UPDATE: With the release of official footage from the show, immerse yourself in the full Celine Homme experience below at Le Palace:
Hedi Slimane has always chased two things in his work – youth culture and nostalgia – while simultaneously delivering his predictions for fashion each season. It’s a recognisable design language that has followed Slimane throughout his career, whether that was at Dior or Saint Laurent.
But it’s an aesthetic that seems to have found its natural home at Celine. And also in the rise and rise of the Y2K era of late nights, bright lights, indie sleaze and electro hedonism. Right down to the presence of Pete Doherty and a performance by his band The Libertines post show.

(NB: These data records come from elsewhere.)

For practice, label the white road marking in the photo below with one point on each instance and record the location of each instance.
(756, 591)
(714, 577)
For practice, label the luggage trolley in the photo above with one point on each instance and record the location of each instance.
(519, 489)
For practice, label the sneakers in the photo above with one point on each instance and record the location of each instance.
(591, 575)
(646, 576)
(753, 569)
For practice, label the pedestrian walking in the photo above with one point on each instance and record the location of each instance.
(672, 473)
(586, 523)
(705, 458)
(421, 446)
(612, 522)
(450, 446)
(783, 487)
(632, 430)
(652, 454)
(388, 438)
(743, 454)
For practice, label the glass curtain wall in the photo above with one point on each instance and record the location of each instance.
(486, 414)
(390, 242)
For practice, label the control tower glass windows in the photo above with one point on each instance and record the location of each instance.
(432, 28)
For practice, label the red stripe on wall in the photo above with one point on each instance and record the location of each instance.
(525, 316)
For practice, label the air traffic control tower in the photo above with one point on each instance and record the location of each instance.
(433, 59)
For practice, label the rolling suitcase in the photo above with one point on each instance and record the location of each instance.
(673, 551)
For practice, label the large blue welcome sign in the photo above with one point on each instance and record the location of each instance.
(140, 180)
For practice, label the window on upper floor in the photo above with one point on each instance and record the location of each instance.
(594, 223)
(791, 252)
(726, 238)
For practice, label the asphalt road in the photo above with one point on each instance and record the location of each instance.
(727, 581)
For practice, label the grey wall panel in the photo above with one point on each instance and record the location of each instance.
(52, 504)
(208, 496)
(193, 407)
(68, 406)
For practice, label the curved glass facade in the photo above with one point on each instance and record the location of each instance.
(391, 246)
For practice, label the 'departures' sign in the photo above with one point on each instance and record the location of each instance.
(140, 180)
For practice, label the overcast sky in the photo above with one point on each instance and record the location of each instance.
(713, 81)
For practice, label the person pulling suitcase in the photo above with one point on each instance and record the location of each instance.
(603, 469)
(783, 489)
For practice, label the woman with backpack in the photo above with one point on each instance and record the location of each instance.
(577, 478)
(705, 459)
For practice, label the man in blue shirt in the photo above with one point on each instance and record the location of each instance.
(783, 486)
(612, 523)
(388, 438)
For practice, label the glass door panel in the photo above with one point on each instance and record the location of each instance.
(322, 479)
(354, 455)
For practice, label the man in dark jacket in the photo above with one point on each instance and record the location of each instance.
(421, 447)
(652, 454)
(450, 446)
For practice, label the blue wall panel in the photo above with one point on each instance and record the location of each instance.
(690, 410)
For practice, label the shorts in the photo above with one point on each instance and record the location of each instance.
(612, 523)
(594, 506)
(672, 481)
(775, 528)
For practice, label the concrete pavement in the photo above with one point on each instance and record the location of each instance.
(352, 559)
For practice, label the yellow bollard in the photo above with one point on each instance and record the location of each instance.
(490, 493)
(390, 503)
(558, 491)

After his last show in L.A., Slimane took brought Celine back to its native Paris and one his personal haunts from his own youth, Le Palace. Also the location of his 50th birthday. From the appearance of the first model on the runway in the revamped space, it became clear that Slimane was taking us deeper into his own memories and experiences than ever before. A diary in the form of fashion.
Skin-tight leather pants and studded biker jackets worn by skinny youths who’s pale skin has only ever seen the sun at dawn as they make their way home to get to bed; black sunglasses shielded their eyes from the flashing lights as Cuban heeled boots stomped in time to the sound of the Suicides’ track ‘Girl’.
More leather, more studs, fringing and the occasional suit worn tight but paired with a leopard print shirt or skinny tie wrapped around the neck, ensuring that there would be no misunderstanding its purpose: Celine is about pleasure and play. Celine is never work.
Nautical influences were woven through the show: a peacoat and Breton stripe; a navy captain’s jacket worn with a check scarf.
It was rock chic meets reckless dandies who live without the fear of work the next morning.
Some critics might say that this aesthetic is becoming Slimane’s blind spot – which is true. It’s become as intwined with the image of Slimane as a designer as his fingerprint.
But the truth is: fashion is mean to be fun. Where the rest of the industry might be happy to proselytise some grand vision, Slimane’s edict at Celine is grounded in a much simpler message: clothes are meant to be fun. Have fun. Feel good. Wear what makes you happy.